Ils l'ont tous lu...

"Ernest Hemingway voulait écrire comme Hamsun, Henry Miller aussi. Il l'appelait son maître. Thomas Mann l'adorait, Herman Hesse l'appelait son favori. Les écrivains russes comme Andre Bely et Boris Pasternak lisaient Hamsun constamment dans leur jeunesse, André Gide le trouvait supérieur à Dostoïevski. Ils l'ont tous lu - Kafka, Brecht, Gorky, Wells." -- tiré d'un très beau site, danois, mais en partie français: une galerie de photos, des citations, une bibliographie... le tout, très bien fait!


mardi 21 février 2006

"Le destin numérique des vieux livres"

"On pourrait parler de passéisme si les concepteurs des sites Web ne faisaient qu’exhumer des écrits anciens sans aller plus loin, s’ils ne se livraient qu’à de la pure érudition. Au contraire, ce qu’on observe le plus souvent, c’est la volonté de mettre en perspective le présent et le passé, ce qui s’exprime, c’est le souhait d’un dialogue avec ces pensées d’autrefois afin de mieux comprendre le passé et de mieux nous comprendre. Ce qu’on cherche à faire, c’est à mettre en valeur les textes d’autrefois qui nous apparaissent vrais et beaux, c’est extraire, de ces écrits poussiéreux, les pépites d’or qu’ils contiennent et qui autrement resteraient enfouies." -- extrait d'un très bel article de Stéphane Stapinsky, sur le site de l'Encyclopédie de l'Agora.



samedi 18 février 2006

Knut Hamsun (1)

S'il y a un auteur que j'ai toujours lu avec les plus grands délices, c'est bien le norvégien Knut Hamsun, et parmi ses plus beaux livres, il y a Sur les sentiers où l'herbe repousse (1949). Hamsun avait presque quatre-vingt-dix ans lors qu'il écrivit ce récit autobiographique; c'était immédiatement après la Seconde Guerre mondiale, les Allemands avaient occupé la Norvège, et Hamsun... s'était rangé du côté des Allemands. Mais les prises de positions, certes malheureuses, de Hamsun, n'ont rien à voir avec celles d'un "salaud" comme Louis-Ferdinand Céline, ou même celles de Paul Léautaud. Hamsun avait des vues bien plus nobles, et pendant la guerre il n'est pas resté indifférent au sort de son peuple.

Après la guerre, lorsqu'il est interné, jugé et condamné, Hamsun cependant ne s'accuse de rien, ne laisse jamais transparaître le sentiment d'une faute. À la manière de Nagel, le héros de l'un de ses plus célèbres romans, Mystères, son comportement reste déroutant. "J'ai la paix, écrit-il, mon esprit est pur et ma conscience libre."

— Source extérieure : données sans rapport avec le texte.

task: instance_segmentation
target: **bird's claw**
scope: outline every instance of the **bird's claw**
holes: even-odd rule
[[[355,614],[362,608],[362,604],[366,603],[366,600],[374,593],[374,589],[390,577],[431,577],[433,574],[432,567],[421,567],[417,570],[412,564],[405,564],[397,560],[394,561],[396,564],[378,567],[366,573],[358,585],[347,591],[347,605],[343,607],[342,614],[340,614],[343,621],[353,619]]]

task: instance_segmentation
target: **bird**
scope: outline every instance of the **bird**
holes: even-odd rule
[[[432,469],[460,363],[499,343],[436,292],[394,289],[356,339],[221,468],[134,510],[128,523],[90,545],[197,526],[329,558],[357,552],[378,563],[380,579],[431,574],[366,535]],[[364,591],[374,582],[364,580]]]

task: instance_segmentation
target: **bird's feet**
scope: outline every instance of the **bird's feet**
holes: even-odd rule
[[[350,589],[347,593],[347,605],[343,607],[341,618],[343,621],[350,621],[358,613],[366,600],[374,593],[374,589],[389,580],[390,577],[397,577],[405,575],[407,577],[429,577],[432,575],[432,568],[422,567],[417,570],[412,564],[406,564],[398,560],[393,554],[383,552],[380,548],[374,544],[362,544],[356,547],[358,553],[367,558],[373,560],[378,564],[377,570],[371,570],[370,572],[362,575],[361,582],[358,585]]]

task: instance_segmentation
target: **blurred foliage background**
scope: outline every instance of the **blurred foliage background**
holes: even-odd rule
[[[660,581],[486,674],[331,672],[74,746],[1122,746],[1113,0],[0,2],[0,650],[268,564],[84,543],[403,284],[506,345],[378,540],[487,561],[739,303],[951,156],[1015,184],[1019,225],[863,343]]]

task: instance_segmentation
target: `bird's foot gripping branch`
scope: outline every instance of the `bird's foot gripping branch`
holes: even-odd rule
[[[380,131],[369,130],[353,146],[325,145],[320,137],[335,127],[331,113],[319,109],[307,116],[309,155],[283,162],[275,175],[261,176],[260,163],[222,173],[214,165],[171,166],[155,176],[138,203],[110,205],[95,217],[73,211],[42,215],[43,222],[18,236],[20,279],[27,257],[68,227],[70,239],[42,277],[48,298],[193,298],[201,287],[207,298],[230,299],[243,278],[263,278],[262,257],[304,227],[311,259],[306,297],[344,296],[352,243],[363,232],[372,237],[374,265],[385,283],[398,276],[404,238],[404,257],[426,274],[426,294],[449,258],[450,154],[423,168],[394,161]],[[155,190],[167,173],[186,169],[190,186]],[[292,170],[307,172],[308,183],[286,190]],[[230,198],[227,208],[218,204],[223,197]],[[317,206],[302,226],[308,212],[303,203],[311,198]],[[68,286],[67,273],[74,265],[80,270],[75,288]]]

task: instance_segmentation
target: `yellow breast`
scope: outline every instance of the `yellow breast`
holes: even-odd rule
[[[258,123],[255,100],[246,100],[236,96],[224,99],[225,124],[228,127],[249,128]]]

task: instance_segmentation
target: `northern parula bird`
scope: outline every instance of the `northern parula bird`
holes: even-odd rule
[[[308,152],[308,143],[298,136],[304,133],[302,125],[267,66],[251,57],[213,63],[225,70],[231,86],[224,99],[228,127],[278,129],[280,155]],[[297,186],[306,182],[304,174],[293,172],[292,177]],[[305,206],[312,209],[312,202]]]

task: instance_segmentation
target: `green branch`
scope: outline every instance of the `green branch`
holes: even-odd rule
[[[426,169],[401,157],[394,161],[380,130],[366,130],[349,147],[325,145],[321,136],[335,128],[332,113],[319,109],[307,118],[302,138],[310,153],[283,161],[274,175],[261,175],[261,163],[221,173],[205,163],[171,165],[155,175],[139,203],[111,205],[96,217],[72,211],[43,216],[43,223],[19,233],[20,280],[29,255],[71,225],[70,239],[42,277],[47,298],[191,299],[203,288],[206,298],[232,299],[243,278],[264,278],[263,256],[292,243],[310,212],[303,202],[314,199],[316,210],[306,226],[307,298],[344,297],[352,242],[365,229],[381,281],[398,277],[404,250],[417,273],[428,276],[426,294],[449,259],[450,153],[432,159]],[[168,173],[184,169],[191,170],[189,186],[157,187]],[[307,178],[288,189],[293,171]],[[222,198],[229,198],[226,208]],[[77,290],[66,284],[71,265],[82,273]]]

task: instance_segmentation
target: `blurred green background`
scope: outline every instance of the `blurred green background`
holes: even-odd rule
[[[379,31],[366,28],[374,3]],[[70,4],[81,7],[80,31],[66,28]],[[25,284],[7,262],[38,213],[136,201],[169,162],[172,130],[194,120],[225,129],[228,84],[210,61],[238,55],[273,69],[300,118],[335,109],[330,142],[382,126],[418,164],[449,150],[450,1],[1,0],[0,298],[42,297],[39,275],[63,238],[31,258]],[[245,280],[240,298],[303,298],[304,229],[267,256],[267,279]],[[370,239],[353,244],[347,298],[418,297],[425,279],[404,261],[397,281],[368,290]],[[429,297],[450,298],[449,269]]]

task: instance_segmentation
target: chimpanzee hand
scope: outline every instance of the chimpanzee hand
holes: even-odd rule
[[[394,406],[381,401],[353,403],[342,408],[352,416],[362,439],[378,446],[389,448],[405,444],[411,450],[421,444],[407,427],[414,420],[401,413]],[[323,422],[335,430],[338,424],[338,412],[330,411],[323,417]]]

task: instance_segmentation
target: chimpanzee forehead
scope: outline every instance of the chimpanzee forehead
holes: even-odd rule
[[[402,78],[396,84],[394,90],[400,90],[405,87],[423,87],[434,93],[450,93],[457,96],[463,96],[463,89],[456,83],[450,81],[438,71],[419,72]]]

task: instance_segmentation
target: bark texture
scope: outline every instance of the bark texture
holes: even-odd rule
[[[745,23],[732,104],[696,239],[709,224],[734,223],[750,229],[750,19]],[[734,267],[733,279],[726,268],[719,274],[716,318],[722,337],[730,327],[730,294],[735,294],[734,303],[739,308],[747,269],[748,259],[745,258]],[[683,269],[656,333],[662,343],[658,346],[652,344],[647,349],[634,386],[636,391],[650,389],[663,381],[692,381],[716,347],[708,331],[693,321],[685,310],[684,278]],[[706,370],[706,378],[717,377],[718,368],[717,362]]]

Pourtant, c'était bien lui qui, après la mort de Hitler, avait publié cette nécrologie insensée dans un journal norvégien:

Extraits: "Je ne suis pas digne de parler à voix haute d'Adolf Hitler, et sa vie et ses actes n'invitent à aucun attendrissement sentimental. Ce fut un guerrier, qui fit la guerre pour l'humanité, et un annonciateur de l'Évangile de Justice pour toutes les nations. Ce fut un réformateur du plus haut rang, et son destin historique fut tel qu'il vécut dans une époque d'une cruauté sans exemple, qui finalement l'abattit. C'est ainsi que les Européens de l'Ouest doivent voir Adolf Hitler, et nous autres, ses disciples, nous courbons maintenant la tête devant sa mort."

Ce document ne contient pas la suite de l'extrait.